Post date: May 14, 2013 3:28:20 PM

The first paper in the series is written with Justin Dressel. He has been developing a stateless formulation of quantum mechanics. The essential idea is both preparations and detections of a particle can be viewed as operations of some more general object, the quantum instrument. The later idea is quite old, being first described by Davies and Lewis in 1970 - but given in a rather impenetrable mathematical way so the idea has not really made its way out of the 70's. We take this approach, and show how any measurement outcome or correlation function can be reformulated as actions of the quantum instrument - with no mention of quantum states (or observables) at all! Even stranger, when we go to reintroduce states to the picture, we can get the usual picture of a density operator predicting the outcomes of future measurements - but we can also get a "retrodictive" density operator, that produces retrodictions of events that happened in the past, but have no direct access to. We even get things like "bidirectional states" and "interdictive states", objects that describe the statistics of events when there are past and future boundary conditions on the state, or that describe both past and future events at the same time, respectively.

We give examples of these states with a detector that can resolve photon number - up until a saturation number.

We also make connection with the "two-time" reformulation of Aharonov et al.

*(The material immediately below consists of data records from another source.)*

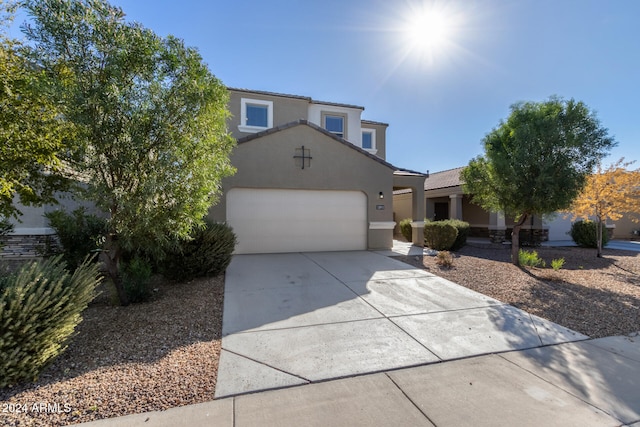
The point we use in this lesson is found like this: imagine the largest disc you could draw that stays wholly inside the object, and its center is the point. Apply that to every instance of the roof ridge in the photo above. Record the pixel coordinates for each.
(448, 170)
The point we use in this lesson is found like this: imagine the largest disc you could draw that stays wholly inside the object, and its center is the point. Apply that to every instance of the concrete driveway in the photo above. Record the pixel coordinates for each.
(297, 318)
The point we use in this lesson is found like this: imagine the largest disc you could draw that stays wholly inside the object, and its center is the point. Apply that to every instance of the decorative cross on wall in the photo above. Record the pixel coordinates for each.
(304, 154)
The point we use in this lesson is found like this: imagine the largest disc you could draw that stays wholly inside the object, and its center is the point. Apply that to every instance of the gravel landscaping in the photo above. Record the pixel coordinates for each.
(597, 297)
(164, 353)
(125, 360)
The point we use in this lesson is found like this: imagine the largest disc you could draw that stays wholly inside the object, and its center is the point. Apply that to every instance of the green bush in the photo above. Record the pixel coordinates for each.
(208, 253)
(40, 306)
(136, 279)
(440, 235)
(557, 264)
(584, 233)
(405, 229)
(463, 228)
(79, 233)
(530, 259)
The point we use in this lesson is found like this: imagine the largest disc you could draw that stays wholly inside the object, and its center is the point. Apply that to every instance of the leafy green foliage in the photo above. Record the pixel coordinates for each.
(585, 234)
(440, 235)
(444, 259)
(5, 228)
(557, 264)
(530, 259)
(405, 229)
(40, 306)
(79, 234)
(536, 162)
(33, 134)
(136, 278)
(463, 232)
(207, 253)
(152, 139)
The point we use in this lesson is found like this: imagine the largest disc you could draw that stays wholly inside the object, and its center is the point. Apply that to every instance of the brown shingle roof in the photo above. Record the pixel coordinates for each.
(444, 179)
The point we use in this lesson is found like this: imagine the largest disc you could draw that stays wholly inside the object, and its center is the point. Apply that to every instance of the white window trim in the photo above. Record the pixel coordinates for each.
(374, 147)
(243, 115)
(345, 120)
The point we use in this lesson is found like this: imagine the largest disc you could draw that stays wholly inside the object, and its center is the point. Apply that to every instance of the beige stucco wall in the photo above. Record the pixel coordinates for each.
(268, 162)
(474, 214)
(624, 228)
(402, 207)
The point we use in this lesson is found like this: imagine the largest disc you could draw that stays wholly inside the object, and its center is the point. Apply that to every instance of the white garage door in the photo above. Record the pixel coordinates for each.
(269, 221)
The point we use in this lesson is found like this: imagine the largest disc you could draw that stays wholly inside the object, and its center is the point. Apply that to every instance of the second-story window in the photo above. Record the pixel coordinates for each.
(335, 124)
(369, 140)
(255, 115)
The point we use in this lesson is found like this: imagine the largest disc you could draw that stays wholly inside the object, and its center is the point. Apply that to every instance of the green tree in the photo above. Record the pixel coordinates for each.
(152, 139)
(537, 161)
(32, 133)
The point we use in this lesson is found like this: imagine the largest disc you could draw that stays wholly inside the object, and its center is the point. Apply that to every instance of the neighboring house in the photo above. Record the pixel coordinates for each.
(311, 176)
(444, 199)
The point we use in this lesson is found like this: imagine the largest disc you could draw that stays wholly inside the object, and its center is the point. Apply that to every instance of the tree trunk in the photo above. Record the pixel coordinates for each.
(111, 258)
(515, 240)
(599, 238)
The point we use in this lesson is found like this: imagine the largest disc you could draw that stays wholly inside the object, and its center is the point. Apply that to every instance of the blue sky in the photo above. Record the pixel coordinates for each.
(440, 98)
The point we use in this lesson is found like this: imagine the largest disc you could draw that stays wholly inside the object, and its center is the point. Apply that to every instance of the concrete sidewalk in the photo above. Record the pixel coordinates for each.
(589, 383)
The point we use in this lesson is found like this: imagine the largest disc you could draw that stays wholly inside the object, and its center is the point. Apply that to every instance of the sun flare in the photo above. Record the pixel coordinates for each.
(428, 30)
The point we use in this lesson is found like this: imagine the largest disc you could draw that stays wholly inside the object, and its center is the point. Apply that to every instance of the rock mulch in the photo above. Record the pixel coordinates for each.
(597, 297)
(125, 360)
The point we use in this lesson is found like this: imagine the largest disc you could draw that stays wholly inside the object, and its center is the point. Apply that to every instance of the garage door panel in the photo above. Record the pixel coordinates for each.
(269, 220)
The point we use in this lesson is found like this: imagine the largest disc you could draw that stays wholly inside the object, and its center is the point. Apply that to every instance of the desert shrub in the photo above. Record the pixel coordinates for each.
(207, 253)
(584, 233)
(40, 306)
(557, 264)
(530, 259)
(79, 233)
(136, 279)
(444, 259)
(405, 228)
(463, 232)
(440, 235)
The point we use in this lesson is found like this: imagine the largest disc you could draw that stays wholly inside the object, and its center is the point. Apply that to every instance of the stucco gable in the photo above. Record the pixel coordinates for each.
(444, 179)
(281, 128)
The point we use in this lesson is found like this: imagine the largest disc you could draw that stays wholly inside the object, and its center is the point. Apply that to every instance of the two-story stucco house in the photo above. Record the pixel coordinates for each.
(311, 176)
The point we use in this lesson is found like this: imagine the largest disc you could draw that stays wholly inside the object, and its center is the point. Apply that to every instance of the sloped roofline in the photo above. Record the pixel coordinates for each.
(317, 128)
(304, 98)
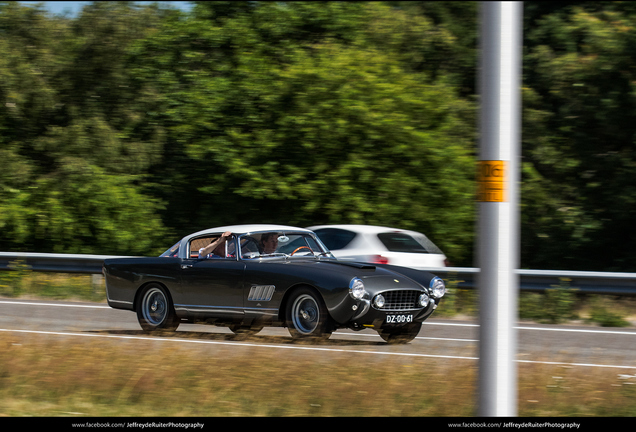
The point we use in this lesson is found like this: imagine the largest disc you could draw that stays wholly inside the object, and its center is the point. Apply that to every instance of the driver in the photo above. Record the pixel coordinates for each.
(269, 243)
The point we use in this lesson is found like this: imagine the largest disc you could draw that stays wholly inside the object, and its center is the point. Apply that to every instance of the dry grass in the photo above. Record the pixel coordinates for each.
(69, 377)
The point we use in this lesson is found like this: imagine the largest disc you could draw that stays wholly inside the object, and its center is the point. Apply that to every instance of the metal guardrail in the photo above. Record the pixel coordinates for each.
(623, 284)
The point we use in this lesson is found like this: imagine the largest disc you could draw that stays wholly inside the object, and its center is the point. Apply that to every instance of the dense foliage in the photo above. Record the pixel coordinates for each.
(128, 126)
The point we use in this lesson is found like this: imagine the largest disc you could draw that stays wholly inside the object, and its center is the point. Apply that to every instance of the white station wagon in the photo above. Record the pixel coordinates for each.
(381, 245)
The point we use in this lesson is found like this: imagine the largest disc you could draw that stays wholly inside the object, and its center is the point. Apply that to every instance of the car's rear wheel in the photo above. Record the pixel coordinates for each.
(155, 310)
(401, 335)
(307, 316)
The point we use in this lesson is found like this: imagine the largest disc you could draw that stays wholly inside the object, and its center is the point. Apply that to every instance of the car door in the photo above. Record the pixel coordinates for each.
(212, 287)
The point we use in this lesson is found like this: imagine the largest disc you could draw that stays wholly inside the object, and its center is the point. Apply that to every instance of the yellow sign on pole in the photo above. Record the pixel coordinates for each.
(491, 180)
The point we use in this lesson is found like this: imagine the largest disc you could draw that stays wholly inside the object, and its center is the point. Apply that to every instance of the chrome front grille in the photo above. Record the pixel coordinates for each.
(400, 300)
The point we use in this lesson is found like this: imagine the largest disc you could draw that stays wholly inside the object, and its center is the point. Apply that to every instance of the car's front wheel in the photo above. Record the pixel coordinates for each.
(155, 310)
(307, 316)
(401, 335)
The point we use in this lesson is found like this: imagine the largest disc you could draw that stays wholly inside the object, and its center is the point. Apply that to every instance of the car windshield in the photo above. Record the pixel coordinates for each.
(402, 242)
(281, 244)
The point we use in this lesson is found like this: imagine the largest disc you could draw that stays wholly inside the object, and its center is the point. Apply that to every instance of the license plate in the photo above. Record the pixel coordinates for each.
(399, 319)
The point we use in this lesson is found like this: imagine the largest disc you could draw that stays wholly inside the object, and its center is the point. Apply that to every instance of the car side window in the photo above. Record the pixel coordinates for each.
(199, 243)
(335, 238)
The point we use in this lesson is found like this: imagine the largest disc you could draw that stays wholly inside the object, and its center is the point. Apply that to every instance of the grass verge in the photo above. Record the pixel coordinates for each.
(65, 377)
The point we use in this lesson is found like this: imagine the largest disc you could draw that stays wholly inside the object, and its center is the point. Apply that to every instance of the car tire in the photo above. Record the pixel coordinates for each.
(307, 316)
(401, 335)
(155, 311)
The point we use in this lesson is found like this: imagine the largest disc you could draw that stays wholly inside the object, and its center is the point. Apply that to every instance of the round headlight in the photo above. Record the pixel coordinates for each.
(423, 300)
(356, 288)
(438, 289)
(379, 301)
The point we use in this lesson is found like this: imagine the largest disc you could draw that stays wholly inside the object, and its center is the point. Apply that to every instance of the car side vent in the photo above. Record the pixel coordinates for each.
(261, 293)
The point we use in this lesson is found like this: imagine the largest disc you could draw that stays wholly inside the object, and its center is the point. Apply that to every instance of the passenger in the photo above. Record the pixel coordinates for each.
(269, 243)
(216, 249)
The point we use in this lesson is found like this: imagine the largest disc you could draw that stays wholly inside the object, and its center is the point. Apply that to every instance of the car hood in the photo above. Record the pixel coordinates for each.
(380, 276)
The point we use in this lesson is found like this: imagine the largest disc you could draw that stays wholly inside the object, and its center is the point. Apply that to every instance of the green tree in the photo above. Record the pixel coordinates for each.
(300, 113)
(579, 160)
(75, 172)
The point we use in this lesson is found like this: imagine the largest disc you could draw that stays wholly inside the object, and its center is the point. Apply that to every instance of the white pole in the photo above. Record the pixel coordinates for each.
(498, 238)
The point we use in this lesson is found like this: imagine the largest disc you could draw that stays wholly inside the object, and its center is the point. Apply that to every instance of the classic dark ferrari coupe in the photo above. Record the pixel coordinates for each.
(247, 277)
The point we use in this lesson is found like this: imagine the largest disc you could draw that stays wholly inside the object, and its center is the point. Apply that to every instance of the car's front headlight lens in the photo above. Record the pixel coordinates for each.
(356, 288)
(423, 300)
(379, 301)
(438, 289)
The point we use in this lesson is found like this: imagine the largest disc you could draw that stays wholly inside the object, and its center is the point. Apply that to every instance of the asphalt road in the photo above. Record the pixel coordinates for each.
(577, 346)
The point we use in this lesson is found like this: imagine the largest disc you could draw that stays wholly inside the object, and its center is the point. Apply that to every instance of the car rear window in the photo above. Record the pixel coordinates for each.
(400, 242)
(335, 238)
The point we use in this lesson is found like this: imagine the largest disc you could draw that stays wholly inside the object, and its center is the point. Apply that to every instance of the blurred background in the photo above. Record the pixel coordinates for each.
(126, 125)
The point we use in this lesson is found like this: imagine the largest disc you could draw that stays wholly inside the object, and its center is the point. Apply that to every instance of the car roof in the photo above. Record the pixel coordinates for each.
(367, 229)
(248, 228)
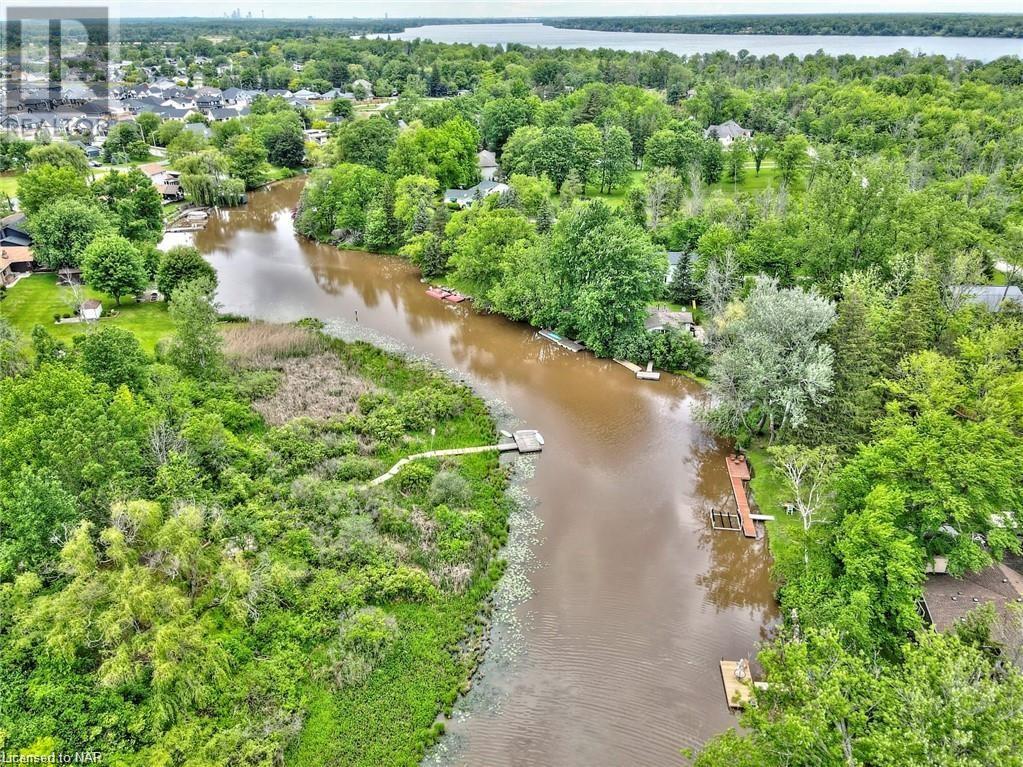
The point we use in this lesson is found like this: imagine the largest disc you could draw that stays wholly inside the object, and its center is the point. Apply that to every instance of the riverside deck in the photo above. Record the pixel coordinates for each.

The things Yakir Aharonov and his collaborators interpret as retro-causal, we interpret as retro-dictive. In other words, it is about the process of mental inference from future to past, rather than the future affecting the past in a physical or mechanistic way.

This also puts our oar into the ongoing debate about the reality status of the quantum wavefunction. As card-carrying Quantum Bayesians, we don't subscribe to any physical reality of the wavefunction. Indeed, if all statistics about events in the laboratory can be reproduced with no mention of the state at all, we are back to just the outcomes of events - and the quantum instrument - as the bedrock reality.